Dan ketika malam kedatanganku yang begitu mengejutkan ini, aku berusaha datang tanpa suara, tujuanku cuma satu, ingin membuat kejutan untuk istriku. Saat itu aku lewat pintu belakang. Setelah berhasil kulewati pintu belakang, lalu aku menuju kamar dan ku buka pintu kamarku. Seketika itu, mataku terbelalak. Aku begitu terhentak oleh pemandangan dua insan tanpa busana di atas ranjang kami. Setelah lampu kunyalakan, begitu jelas kedua manusia itu terlihat. Seseorang itu istriku sendiri, sedang sesosok satunya lagi adalah laki-laki yang telah lama aku kenal dan menjadi sahabatku, Suhendar.

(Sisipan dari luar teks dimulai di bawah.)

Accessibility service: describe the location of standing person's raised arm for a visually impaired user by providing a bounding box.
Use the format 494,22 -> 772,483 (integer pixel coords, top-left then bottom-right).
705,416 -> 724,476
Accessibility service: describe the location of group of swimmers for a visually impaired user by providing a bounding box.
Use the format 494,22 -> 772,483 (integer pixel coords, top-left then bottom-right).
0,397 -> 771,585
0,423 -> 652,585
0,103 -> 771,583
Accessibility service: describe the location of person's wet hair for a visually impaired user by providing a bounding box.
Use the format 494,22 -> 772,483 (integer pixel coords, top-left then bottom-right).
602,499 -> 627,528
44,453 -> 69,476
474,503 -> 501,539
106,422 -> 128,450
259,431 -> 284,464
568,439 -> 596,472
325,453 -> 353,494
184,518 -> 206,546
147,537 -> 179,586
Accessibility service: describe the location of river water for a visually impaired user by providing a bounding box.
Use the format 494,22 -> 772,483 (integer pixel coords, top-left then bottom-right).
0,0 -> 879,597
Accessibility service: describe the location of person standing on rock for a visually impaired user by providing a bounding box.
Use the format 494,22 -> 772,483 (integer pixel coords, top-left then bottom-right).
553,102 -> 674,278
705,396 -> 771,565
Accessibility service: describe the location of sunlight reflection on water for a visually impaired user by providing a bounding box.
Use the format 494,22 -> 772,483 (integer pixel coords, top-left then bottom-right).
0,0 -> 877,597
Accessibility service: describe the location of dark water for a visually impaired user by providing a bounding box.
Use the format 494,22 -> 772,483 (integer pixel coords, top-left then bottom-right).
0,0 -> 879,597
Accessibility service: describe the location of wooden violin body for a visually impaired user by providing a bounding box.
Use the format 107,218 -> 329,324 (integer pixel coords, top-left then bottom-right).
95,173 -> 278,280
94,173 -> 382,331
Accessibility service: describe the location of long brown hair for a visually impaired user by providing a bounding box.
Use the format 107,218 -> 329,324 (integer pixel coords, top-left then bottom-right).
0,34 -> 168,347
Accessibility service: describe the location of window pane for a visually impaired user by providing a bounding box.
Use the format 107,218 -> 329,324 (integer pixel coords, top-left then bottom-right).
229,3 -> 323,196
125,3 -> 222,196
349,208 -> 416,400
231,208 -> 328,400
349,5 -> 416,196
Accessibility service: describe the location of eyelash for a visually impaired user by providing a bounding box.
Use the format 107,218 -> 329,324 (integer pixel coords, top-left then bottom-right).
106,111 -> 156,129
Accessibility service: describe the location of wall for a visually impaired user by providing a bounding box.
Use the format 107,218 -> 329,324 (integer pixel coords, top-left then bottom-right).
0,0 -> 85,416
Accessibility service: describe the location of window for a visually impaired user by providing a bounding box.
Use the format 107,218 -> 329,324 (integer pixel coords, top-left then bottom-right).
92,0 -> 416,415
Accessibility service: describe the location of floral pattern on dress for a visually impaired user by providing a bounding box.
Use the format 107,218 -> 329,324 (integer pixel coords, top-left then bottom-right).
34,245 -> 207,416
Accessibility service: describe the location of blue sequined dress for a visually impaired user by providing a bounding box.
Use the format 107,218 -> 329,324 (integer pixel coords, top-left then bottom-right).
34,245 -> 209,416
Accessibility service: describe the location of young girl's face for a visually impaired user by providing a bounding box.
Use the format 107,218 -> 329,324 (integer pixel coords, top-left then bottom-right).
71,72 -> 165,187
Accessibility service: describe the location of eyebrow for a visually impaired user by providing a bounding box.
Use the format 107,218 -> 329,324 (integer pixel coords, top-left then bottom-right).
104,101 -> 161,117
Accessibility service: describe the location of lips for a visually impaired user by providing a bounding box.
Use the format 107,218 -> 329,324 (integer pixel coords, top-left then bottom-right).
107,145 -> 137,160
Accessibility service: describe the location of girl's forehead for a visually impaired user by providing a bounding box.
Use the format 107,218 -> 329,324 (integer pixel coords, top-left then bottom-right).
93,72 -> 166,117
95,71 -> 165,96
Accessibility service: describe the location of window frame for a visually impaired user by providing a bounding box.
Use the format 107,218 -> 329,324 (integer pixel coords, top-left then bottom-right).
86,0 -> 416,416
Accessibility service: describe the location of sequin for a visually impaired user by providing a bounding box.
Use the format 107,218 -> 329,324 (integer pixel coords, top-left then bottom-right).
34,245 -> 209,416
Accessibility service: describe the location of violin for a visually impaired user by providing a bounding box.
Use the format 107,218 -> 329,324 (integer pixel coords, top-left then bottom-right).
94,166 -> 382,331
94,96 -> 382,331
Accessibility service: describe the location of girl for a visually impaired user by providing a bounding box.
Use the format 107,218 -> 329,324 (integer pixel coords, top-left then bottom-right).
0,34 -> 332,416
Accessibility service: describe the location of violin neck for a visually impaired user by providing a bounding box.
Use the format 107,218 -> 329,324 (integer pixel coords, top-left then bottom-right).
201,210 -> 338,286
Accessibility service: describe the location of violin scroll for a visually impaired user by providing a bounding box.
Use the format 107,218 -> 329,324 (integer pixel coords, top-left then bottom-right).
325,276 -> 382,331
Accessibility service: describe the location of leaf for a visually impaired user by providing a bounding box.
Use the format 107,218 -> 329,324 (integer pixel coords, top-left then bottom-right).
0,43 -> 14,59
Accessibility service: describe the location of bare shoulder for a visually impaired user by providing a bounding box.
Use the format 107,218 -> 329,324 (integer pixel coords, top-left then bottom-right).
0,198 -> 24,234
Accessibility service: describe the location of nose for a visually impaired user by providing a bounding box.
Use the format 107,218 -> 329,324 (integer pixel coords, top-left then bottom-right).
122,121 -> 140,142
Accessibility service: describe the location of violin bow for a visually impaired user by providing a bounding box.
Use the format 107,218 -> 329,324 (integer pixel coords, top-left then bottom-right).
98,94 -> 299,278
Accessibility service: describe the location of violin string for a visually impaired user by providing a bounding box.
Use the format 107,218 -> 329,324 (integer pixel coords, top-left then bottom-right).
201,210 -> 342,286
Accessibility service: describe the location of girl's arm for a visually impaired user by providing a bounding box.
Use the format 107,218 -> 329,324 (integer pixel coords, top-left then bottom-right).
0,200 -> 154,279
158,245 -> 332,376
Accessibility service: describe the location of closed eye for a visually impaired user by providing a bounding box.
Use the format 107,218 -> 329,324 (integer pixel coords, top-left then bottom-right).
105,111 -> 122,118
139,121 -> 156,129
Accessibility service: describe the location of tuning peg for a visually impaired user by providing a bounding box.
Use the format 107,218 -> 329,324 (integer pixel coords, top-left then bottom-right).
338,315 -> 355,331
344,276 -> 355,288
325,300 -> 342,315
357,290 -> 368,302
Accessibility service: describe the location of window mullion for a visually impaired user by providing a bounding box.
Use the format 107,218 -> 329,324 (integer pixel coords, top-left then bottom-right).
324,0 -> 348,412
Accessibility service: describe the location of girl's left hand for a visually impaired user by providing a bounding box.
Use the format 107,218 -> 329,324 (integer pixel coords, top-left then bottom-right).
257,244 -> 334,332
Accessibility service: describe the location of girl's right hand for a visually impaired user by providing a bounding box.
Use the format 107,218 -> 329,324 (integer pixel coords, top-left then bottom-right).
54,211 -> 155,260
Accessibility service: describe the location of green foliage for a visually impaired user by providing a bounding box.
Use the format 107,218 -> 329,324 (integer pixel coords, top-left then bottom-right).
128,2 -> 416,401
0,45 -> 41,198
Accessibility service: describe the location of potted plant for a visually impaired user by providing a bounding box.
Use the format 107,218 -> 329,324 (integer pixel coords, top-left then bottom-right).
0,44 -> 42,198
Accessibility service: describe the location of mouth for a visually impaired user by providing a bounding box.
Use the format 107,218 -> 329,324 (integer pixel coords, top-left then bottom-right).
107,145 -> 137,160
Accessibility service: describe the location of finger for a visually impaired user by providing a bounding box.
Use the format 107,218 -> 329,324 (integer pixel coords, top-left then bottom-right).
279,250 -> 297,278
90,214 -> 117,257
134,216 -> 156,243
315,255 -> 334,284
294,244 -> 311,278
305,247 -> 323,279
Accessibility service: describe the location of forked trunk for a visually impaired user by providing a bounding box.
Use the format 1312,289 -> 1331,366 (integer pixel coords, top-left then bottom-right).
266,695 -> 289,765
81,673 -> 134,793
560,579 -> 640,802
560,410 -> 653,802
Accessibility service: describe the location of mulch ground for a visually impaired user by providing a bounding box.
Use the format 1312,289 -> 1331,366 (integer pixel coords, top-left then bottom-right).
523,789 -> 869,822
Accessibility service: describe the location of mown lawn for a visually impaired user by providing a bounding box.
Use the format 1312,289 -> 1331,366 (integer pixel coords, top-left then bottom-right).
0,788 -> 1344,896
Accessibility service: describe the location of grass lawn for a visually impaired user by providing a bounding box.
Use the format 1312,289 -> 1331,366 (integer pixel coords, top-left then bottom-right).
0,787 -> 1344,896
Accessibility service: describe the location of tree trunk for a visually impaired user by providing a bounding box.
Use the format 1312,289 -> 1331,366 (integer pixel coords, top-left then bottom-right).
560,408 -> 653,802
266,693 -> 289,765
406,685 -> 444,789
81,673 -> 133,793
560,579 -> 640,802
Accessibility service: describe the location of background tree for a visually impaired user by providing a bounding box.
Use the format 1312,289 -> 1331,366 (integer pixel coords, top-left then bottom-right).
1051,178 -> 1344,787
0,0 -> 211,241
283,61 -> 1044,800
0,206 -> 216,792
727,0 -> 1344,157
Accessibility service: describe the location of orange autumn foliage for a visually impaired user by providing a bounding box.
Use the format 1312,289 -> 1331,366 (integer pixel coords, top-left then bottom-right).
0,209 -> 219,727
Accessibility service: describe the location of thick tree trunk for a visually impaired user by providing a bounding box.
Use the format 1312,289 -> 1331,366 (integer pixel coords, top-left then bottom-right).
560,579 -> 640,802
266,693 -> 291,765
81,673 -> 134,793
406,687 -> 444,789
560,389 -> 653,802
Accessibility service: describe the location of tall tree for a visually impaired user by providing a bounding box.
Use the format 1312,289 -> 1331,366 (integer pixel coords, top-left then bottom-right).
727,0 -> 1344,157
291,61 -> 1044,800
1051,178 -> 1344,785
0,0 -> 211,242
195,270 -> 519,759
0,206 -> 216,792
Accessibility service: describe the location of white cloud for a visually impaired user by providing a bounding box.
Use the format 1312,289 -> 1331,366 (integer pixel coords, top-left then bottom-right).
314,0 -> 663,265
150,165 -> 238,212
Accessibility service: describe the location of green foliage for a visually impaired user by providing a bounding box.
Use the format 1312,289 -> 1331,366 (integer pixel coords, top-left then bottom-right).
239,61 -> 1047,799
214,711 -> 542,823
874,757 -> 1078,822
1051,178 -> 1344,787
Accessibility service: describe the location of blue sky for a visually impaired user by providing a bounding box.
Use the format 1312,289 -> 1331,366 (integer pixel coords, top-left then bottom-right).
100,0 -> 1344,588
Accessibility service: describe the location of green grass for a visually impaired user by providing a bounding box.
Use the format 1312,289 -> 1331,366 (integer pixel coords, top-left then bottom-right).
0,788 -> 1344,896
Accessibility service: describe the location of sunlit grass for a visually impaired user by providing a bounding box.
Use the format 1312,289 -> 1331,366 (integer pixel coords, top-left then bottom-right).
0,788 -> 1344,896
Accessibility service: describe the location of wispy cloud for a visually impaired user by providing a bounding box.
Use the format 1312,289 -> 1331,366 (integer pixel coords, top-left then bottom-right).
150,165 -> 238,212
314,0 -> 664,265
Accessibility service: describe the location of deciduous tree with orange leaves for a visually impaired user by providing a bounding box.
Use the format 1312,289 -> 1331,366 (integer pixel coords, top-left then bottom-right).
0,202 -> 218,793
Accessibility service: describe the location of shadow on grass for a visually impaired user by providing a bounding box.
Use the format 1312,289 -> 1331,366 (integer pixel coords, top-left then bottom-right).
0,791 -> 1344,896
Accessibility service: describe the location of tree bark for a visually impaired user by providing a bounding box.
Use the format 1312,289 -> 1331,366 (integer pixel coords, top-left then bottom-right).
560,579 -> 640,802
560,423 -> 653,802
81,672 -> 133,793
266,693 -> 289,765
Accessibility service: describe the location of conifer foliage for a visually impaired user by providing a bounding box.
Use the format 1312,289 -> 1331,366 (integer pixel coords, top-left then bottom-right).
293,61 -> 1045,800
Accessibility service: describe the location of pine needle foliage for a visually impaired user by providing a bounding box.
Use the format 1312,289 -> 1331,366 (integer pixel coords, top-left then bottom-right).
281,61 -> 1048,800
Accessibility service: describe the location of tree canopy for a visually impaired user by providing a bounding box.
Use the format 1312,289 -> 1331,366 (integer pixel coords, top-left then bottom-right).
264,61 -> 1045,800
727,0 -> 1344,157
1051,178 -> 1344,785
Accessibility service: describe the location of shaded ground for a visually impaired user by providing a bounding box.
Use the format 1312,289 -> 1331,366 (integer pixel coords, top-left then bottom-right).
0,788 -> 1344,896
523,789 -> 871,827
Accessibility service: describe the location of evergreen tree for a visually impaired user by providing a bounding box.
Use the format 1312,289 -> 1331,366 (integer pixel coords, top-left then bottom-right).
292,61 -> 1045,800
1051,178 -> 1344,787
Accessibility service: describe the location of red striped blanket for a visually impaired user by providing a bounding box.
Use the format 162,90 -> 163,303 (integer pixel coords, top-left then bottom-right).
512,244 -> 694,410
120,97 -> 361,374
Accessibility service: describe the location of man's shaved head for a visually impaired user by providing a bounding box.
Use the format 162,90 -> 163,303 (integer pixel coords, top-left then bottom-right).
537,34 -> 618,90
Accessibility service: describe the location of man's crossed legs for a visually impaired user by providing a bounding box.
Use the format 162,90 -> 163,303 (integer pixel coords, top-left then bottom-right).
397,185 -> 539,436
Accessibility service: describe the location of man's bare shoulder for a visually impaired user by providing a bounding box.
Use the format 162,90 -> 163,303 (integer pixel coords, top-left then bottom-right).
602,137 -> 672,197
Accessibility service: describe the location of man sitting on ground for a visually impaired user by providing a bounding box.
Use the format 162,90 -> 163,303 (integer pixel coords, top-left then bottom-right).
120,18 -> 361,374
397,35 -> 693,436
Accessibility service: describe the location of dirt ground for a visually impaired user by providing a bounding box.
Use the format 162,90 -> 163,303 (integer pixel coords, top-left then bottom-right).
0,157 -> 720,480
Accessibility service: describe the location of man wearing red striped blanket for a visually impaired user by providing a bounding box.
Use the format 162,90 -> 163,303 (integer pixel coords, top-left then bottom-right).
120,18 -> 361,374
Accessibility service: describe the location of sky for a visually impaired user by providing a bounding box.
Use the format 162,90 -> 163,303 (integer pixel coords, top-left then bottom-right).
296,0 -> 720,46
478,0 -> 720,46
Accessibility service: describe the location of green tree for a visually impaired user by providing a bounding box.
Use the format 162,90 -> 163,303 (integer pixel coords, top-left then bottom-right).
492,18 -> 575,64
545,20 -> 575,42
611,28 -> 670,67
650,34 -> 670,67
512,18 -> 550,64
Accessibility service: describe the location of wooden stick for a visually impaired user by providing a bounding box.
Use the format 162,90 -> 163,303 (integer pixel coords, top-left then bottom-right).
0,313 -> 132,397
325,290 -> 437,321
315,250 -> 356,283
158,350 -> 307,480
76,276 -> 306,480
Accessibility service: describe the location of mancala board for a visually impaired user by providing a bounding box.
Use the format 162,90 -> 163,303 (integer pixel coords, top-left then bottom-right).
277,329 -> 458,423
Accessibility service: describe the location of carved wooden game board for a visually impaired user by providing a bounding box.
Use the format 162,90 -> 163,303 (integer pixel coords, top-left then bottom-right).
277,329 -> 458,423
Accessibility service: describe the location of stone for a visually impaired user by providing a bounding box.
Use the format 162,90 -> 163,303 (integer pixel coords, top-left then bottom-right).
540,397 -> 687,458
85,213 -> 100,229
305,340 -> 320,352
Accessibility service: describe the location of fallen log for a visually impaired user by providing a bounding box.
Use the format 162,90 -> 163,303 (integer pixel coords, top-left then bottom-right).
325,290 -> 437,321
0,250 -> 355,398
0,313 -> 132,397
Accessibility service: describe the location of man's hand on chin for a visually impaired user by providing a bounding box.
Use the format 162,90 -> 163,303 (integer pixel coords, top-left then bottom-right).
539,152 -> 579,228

Istriku yang berusaha membalut dirinya dengan sebuah selimut mencoba menghampiriku. Ia dengan air matanya mencoba memohon maaf padaku. Kupandangi dirinya tanpa sebuah kata apapun. Mulut ini rasanya kelu untuk berbicara. Darah dan nandi ku seakan melonjak-lonjak tiada menentu. Adrenalinku terpompa begitu cepat. Suhendarpun turut serta berdiri, setelah ia berhasil mengenakan pakaian dalamnya. Aku memegang bahunya sambil kupelototi wajahnya, kutunjukkan raut wajahku yang sedang marah padanya. Lalu, Aku pergi meninggalkan mereka. Pergi dengan sejuta perasaan kecewa.

Malam yang sunyi disertai oleh angin yang dingin dengan sebuah bulan yang enggan menampakkan cahayanya seolah menjadi saksi betapa aku sangat kecewa di hari ini. Kukendarai sebuah Kijang Innova milikku dengan hati penuh luka. Tak terasa air mata ini mengalir, menemani perjalananku yang entah aku belum menemukan kemana arah tujuanku. Yang aku tau, aku hanya ingin pergi jauh dari kedua manusia itu. Masih terlihat dalam bayanganku saat-saat pertama ketika aku melihat adegan yang tak terpuji itu. "Sungguh menjijikkan sekali !" batinku.

Di perjalanan itu tergambar flash back kehidupanku dulu saat-saat indah kala pertama bertemu dengan Astri. Dia begitu kukenal sebagai gadis yang supel, ramah dan baik hati. Setahun setelah aku mengenalnya, kuyakinkan diriku untuk menikahinya. Setahun kemudian, buah cinta kami lahir, menambah kebahagiaan kami berdua. Keadaan berubah setelah aku tiba-tiba di PHK karena perusahaanku terimbas oleh krisis global. berbekal dari uang pesangon PHK ini, aku mencoba membangun usaha kecil berbekal pengetahuanku. Usahaku nampaknya berhasil, nyatanya kian hari semakin maju dan berkembang. Saat itu aku ditawari oleh teman lamaku untuk mengajar di Universitas miliknya. Tawarannya aku terima. Jadilah aku sebagai manusia yang super sibuk. Ya ,... semuanya yang aku peroleh harus ada yang kukorbankan, waktuku bersama keluargaku. Aku seperti ini tak lain adalah untuk keluargaku juga, pikirku.

Tak bisa dipungkiri, dengan keadaanku yang seperti ini, membuat orang - orang yang berada di rumah merasa asing terhadapku. Terutama Astri, Meski ia masih mau melayaniku dengan membuatkan secangkir kopi susu dan setangkup roti di setiap pagi, namun ia selalu dingin bila menatapku. Tak pernah aku salahkan sikapnya demikian padaku. Aku juga mahfum jika ia merasa kecewa. Aku juga mampu merasakan apa yang ia rasakan. Kesepian nya tak bisa aku pungkiri. Mungkin inilah buahnya mengapa dia sampai berani berbuat nekad seperti itu.

Tiba-tiba saja naluriku menyuruhku untuk menuju ke rumah orang tua Astri. Setibanya di sana, nampak Ibu Astri sangat heran melihat kedatanganku yang malam-malam dan tanpa Astri atau Izal, anakku. Mukaku kutundukkan di hadapannya. "Ibu, maafkan saya yang tidak bisa menjaga Astri" kata-kataku begitu berat diiringi isak tangisku yang tak terperi. Bapak Astri membuka tirai pintu kamarnya. Sekonyong-konyong aku menghampirinya, "Pak, maafkan saya. Saya sudahi pernikahan saya dengan Astri". Lalu aku pergi dengan meninggalkan sejuta tanda tanya bagi kedua orang tua Astri. Aku berharap hanya Astrilah yang harus memberikan jawabannya.